Robinson Crusoe Island, Juan Fernández Archipelago
Flora Conservation

Bramble and maqui: how invasive plants colonized 80–90% of the native forest

December 2024 5 min read

Rubus ulmifolius (bramble) and Aristotelia chilensis (maqui) have displaced endemic flora from 80 to 90% of the island's forest. Projects led by CABI and CONAF work on active restoration of species unique to the world.

The Juan Fernández archipelago holds one of the most singular botanical ecosystems on the planet: 60% of its flora is endemic, meaning it exists nowhere else on Earth. Yet that extraordinary biodiversity now faces its greatest crisis: two invasive plants have colonized 80 to 90% of the original forest area, displacing native species with devastating efficiency.

The protagonists of the invasion

European bramble (Rubus ulmifolius), introduced unintentionally, forms impenetrable mats that block light and space for native forest regeneration.
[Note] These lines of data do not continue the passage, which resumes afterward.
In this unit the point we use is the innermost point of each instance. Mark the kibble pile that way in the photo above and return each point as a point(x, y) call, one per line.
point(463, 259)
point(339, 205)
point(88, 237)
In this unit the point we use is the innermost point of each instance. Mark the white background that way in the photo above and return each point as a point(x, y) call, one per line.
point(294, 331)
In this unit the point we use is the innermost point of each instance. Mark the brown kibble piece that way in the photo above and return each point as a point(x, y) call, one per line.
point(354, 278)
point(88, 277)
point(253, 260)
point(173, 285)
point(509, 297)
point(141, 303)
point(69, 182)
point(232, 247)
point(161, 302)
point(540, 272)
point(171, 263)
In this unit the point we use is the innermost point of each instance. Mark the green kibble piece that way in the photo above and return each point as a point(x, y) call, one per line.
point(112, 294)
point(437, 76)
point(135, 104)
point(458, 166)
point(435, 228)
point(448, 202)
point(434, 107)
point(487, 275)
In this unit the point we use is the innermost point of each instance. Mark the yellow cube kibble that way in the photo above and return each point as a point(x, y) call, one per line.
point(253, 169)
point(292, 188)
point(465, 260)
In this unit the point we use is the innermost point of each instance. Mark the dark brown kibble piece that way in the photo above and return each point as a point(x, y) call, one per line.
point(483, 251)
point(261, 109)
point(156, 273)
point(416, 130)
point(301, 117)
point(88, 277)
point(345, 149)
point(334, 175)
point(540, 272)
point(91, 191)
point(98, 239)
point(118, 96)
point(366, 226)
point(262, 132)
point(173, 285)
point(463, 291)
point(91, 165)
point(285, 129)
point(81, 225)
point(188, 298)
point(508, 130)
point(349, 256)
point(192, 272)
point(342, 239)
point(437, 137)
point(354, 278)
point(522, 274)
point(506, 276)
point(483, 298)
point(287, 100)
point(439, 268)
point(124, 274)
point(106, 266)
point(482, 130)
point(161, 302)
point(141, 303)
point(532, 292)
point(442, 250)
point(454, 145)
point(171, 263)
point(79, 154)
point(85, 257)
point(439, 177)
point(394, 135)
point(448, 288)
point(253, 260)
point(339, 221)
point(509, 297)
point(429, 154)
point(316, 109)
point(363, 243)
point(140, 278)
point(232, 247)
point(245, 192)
Maqui (Aristotelia chilensis), a species native to mainland Chile, behaves similarly: it grows fast, produces abundant fruits dispersed by birds, and covers the understory before endemic trees can establish. Together, these two species have transformed the landscape of Robinson Crusoe in just a few decades.

What is lost

Direct victims include unique genera such as Dendroseris — giant lettuce trees — Robinsonia and Rhetinodendron, all endemic to the archipelago. Many of these species have such small populations that any further impact risks permanent extinction. The disappearance of native forest also drags down the fauna that depends on it: the firecrown, endemic pollinator insects, and birds that nest only in specific tree species.

Active restoration

The project led by CABI (Centre for Agriculture and Bioscience International) together with CONAF works on two simultaneous fronts: physical and biological control of invasives, and propagation and replanting of native species in nurseries located on the island itself. The program includes searching for specific biocontrol agents for bramble — insects or pathogens that affect it without harming native flora — a strategy that has worked successfully on other islands worldwide.

The scale of the problem is enormous, but the knowledge exists. What is missing is time, funding, and sustained political will. The flora of Juan Fernández has nowhere else to go.